En général, le dimorphisme chez certaines espèces de tortues se présente par de longues griffes antérieures et une queue plus grosse chez le mâle. Chez la Chélydre cependant, il ne semble pas y avoir de dimorphisme évident. (Cook, 1984)
Cette structure est comparable à une moitié de pénis. C'est en fait une forme de gouttière qui canalise le sperme dans le cloaque de la femelle. Il possède, une fois gorgé de sang, une structure lui permettant de se maintenir dans le cloaque de la femelle. (Porter, 1972)
Entreposage de la semence
Il est maintenant reconnu qu'une tortue
qui est accouplée par un mâle peut pondre des oeufs féconds et viables pendant
plusieurs années. En moyenne, l'entreposage peut durer jusqu'à 4 ans.

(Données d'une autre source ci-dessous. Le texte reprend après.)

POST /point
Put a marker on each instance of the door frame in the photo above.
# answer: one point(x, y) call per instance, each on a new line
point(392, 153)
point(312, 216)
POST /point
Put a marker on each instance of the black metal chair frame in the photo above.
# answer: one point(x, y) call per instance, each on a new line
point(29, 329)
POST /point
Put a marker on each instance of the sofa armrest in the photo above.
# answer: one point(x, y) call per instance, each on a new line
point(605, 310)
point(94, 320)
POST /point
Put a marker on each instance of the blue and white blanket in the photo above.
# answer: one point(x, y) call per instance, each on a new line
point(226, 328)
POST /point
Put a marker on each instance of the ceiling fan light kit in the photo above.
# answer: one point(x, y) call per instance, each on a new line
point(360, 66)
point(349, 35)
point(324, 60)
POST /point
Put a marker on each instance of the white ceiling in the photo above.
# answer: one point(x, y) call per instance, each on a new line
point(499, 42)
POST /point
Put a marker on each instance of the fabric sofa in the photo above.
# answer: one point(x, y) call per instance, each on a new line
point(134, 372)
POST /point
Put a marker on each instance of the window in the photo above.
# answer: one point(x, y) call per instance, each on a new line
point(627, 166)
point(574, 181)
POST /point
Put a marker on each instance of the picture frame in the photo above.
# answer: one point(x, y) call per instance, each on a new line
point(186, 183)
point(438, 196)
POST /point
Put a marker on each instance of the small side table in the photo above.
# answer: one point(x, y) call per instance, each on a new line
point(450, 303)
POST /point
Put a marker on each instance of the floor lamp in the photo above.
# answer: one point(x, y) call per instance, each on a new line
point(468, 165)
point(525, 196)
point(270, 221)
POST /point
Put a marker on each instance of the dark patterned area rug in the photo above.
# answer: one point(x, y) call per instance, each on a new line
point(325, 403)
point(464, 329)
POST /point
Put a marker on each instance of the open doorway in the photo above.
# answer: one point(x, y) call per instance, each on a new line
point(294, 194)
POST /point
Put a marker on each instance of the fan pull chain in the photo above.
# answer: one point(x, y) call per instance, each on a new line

Évidemment, à partir du moment de la fécondation, le pourcentage d'oeufs viables
dans une ponte diminue d'année en année. Cette caractéristique est considérée
comme une adaptation à la possibilité d'absence de partenaire vu la rareté des
rencontres mâles-femelles. (Goin, 1971)
Le nid de cette tortue est simplement une excavation assez grossière dans le sol. La profondeur d'un nid peut atteindre 35 cm et le nombre d'oeufs varie autour de 40. Une grosse chélydre de 20 kilos peut produire jusqu'à 60 oeufs. Ils sont la grosseur d'une balle de ping pong. Ils possèdent une coquille résistante et flexible. (Cimon, 1986)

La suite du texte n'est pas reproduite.